Арья удивленно уточнила:

– Возьмешь вину на себя?

– Разумеется, – сухо ответил Грант, не глядя на невесту. – И все обязаны прикусить языки, включая тебя. Я убил Аленсу – и все вынуждены будут этот факт принять, даже у короля не возникнет сомнений в моем праве. Но если кто-то узнает, что на самом деле баронесса Зейман умерла от твоей руки, то тебе придется отвечать по закону. А при твоей репутации вряд ли кто-то захочет проявить сострадание.

Арья долго смотрела на его профиль, но потом медленно кивнула. Решение единственно верное, Грант в нем и не сомневался. И ведь нет большой разницы, кто из них ударил первым. Когда демоница увидела, как обезумевшая женщина продолжает втыкать кинжал в уже бездыханное тело, она ни мгновения не мешкала. И если бы этого не сделала Арья, то Аленсу прикончил бы Грант – он не смог бы жить с мыслью, что убийца его Элеи все еще дышит. А закон Олагонии допускает такую расправу, никто не посмеет осудить. К сожалению, горе отца и матери не утихнет, но и это теперь уже не исправить.

Кьяр долго над чем-то размышлял, а потом встал со своего стула, на котором недвижимо провел несколько часов, и повернулся к выходу:

– Ты прав, похороны откладывать нельзя. Я не останусь на церемонию – можешь вздохнуть спокойно.

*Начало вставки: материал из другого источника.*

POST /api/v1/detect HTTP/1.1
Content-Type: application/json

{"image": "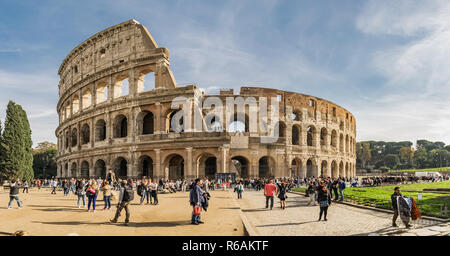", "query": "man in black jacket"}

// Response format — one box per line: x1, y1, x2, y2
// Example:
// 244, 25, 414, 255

8, 180, 23, 210
391, 187, 411, 228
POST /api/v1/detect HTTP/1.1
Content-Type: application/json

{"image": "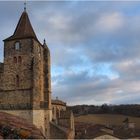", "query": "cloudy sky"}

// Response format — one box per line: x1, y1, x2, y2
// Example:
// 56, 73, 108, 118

0, 0, 140, 105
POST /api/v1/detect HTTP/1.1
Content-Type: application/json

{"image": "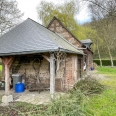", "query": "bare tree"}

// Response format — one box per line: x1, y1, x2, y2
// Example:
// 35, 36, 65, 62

0, 0, 23, 36
84, 0, 116, 66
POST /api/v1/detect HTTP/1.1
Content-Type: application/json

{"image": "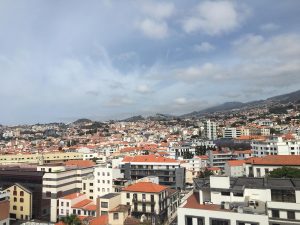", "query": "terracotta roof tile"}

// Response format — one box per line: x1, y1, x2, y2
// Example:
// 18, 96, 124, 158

123, 182, 167, 193
246, 155, 300, 166
62, 193, 83, 200
122, 155, 178, 163
72, 199, 92, 208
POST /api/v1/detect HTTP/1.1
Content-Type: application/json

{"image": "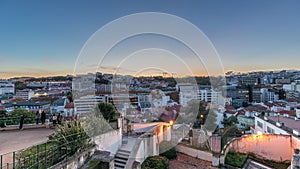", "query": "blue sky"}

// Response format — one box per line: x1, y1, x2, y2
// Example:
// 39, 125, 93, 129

0, 0, 300, 78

Спокойно дышать дракон пока не мог. И зачем-то спросил уже в спину противнику:

– Ты никогда этого не покажешь, но я вижу твою боль как черное облако. Кем она для тебя была?

– Солнцем, – беспечно ответил демон, не обернувшись.

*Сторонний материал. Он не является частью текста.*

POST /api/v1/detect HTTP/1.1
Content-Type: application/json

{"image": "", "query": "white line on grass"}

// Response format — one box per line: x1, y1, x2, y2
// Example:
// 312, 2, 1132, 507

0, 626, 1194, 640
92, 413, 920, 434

Почему-то иного ответа Грант и не ждал.

В тот печальный вечер Элею Феррино, возлюбленную наложницу герцога Абеля, торжественно проводили в последний путь. Она была дикой, решительной, странной, неповторимой и яркой. Такой и останется в сердце каждого, кто был с ней знаком. Ее история закончилась на погребальном костре.

***

Моя история началась на погребальном костре. Сознание, все еще плавающее в туманном болоте, иногда то поднималось к поверхности, то опускалось на самое дно. В такие моменты я будто ловила отголоски одной из своих жизней. И в определенный миг ощутила, что внизу никакой притягивающей границы не осталось. Вряд ли я это до конца осмыслила, просто почувствовала каким-то фоном – Элеи больше нет. А может, ее никогда и не было.

Зато в этот момент моему разуму стало куда проще приближаться к другому смутному барьеру. Тоже плотному и непроницаемому, но сейчас изредка с той границы реальности я разбирала голоса:

– Жаль, конечно. Сколько она уже в этой коме лежит? Василь Петрович говорит, что с таким повреждением мозга не живут – а она вон, борется. Характер!

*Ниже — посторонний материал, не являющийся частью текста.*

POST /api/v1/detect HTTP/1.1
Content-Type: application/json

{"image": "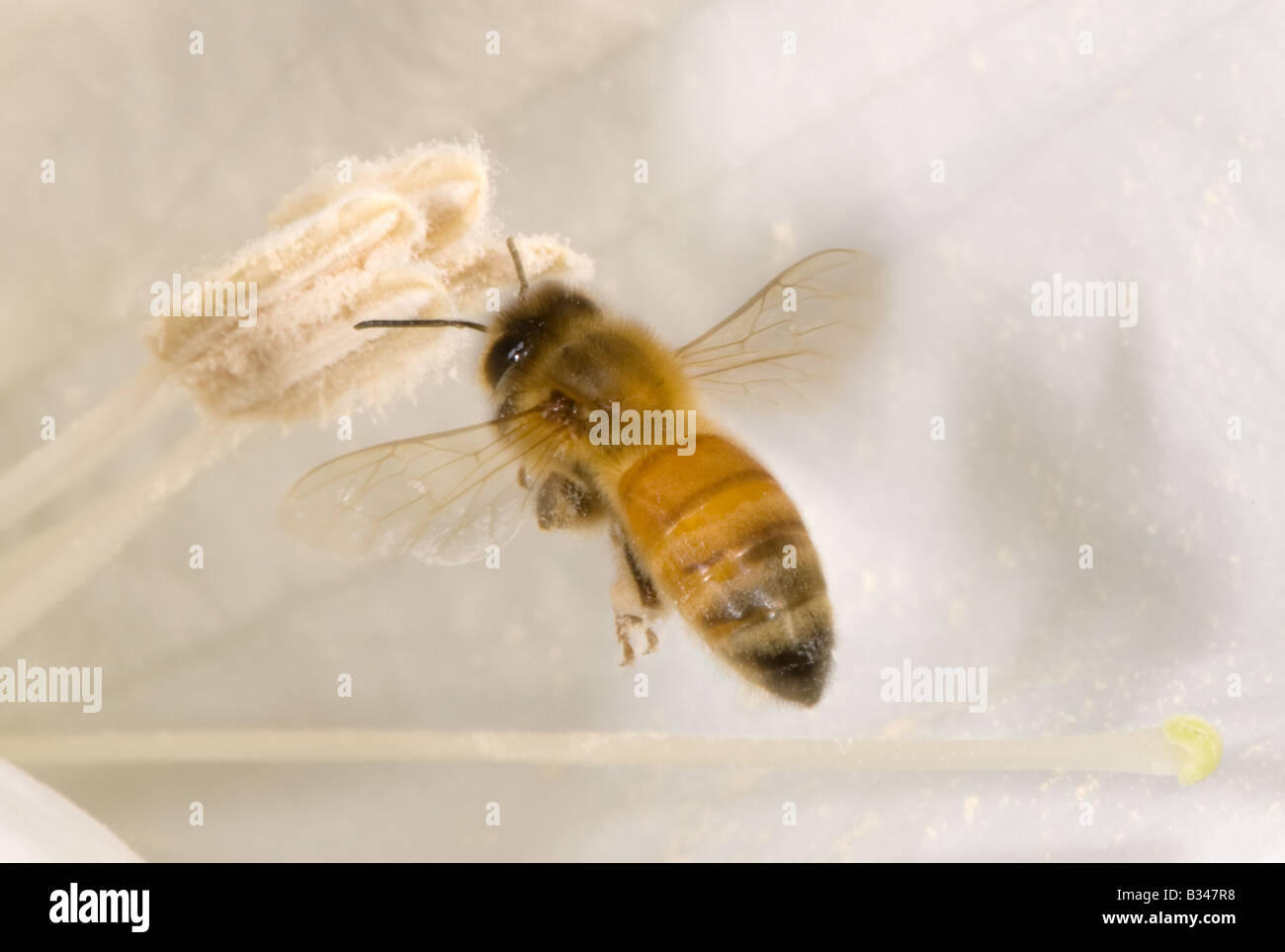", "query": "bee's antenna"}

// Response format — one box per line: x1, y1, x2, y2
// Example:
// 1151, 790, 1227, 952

352, 317, 487, 334
508, 235, 530, 299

Другая женщина прикрикнула:

– Катетер меняй! Стоит тут рассуждает. Не каждого пациента можно спасти – и это не наше с тобой дело, но свою работу мы должны сделать. У нас тут хватает тяжелых, некогда лясы точить.

Хотелось спросить, выжил ли Никита и сколько времени прошло, однако ничего не получалось. Медсестры что-то сделали, и почти сразу я вновь погрузилась в приятную глубину. Это существование было напрочь избавлено от боли и переживаний – сладкий бесконечный сон, чаще всего лишенный даже коротких мыслей. Стоило мне начать что-то чувствовать или отчетливо осознавать, как новая доза лекарства заново возвращала меня в туман без единого порога, о который можно споткнуться.